A major breakthrough for the production house came in the form of Mahabharat, which did really well on the small screen. Star Plus approached Swastik Productions to give the epic a different identity without changing its history. And Tewary was quick to rise up to the challenge. Talking about the show, he said, “When Star Plus asked me to make the show, I had no clue whether I would be able to do it or not. Uday Shankar (CEO Star India) is the most visionary person I have ever met. He asked me to make Mahabharat in a way that nobody else could make it in the country. He was instrumental in upping the scale of the show and that in itself was a big challenge for us. The idea was to put the show on air in eight or nine months but when we actually started working on it, we realised that it was not something that could happen overnight. We needed to go deeper into the subject in order to interpret it and give the show a new take.”

Making the show from a different perspective was no cakewalk. “It wasn’t a remake, rather it was a reinterpretation of the epic. It took us five years to put the series on air. In hindsight, it was much more difficult and than even starting Swastik Productions. Doing a show on a large scale isn't an easy task. It took us five years to complete the show. We wanted our work to be remembered and Mahabharat was an effort in that direction,” Tewary asserted.

Mahabharat became the talking point because of the story, cast as well as costumes and was much appreciated by the audience. Tewary's research and studying of every character closely worked. From costume to casting, everything was done under his observation. After trying out numerable people from the industry to give a different look to each character, he zeroed in on Oscar winning costume designer Bhanu Athaiya to design costume for the cast of Mahabharat.

While Mahabharat rakes in the praises, the production house's other show Manmarziyaan failed to generate sustainable ratings despite being appreciated for its content and production quality. “We made an experimental show and an effort in telling a story in a different style, which connected with the younger audiences but not with the older ones. While we didn’t get the desired number, we are happy and proud that we made an attempt to do something new.” 

After the success of Mahabharat, Tewary was keen to come up with a comedy and it came in the form of Swastik Production's next show - Yam Hai Hum, which airs on Sab. “We were keen to explore other genres and I really wanted to produce a comedy show. I met Anooj Kapoor (Sab business head) and discussed the concept with him. He loved the idea and that's how Yum Hai Hum happened,” he informed.

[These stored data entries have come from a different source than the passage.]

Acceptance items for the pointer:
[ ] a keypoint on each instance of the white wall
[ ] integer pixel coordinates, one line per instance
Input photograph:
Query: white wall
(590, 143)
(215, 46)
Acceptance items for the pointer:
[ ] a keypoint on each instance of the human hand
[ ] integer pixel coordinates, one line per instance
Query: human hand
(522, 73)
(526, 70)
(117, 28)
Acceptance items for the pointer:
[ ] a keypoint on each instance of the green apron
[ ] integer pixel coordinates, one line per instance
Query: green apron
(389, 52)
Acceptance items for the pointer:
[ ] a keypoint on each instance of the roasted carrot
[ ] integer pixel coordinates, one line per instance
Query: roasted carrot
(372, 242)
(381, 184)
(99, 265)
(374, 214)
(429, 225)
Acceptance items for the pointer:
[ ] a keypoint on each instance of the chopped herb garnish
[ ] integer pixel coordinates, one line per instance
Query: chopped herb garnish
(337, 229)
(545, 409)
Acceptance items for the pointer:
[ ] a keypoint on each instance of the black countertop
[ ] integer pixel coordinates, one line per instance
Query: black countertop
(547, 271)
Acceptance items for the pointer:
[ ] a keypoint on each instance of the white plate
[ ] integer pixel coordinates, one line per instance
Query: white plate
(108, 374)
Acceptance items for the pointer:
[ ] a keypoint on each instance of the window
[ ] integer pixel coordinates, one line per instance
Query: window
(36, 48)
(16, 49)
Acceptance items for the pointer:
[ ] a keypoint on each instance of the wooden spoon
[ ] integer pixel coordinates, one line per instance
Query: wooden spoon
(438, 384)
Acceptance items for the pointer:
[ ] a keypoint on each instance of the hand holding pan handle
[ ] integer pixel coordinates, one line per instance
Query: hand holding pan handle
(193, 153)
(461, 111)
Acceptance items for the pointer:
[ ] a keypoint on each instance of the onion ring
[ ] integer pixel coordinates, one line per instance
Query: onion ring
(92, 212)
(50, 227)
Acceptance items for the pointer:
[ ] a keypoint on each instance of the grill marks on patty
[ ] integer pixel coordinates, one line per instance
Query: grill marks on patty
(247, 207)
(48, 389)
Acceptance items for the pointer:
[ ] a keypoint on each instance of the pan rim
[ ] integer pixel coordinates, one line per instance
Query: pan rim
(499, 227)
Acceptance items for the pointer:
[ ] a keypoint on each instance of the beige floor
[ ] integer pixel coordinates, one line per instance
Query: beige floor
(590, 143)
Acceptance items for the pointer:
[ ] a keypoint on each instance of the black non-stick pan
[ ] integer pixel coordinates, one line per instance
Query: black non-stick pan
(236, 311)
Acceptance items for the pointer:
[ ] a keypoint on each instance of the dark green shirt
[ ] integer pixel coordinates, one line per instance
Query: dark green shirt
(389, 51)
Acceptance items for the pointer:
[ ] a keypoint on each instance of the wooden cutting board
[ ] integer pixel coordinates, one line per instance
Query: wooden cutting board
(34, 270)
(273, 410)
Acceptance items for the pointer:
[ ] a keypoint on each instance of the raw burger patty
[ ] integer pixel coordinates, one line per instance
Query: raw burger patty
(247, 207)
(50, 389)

While television remains the mainstay of entertainment, its digital counterparts like OTT and VOD platforms are fast catching up. More and more entertainment content is consumed on the go today. Tewary is of the opinion that in the coming years, digital will be the way to go and there will be no other option left. “Indeed the market is growing and digital will appeal more to metro centric audiences, whereas television will cater to the masses. There is huge market out there for digital, which is needs to be explored,” he said.

Swastik Productions currently has three shows on air namely Yam Hai Hum on Sab TV, Razia Sultan on &TV and Suryaputra Karn on Sony. “Primarily at the core, we are a content company and that is core purpose of Swastik Productions. We are happy with our work. There are some projects in the pipeline and we will make the announcement when the time is right,” he concluded.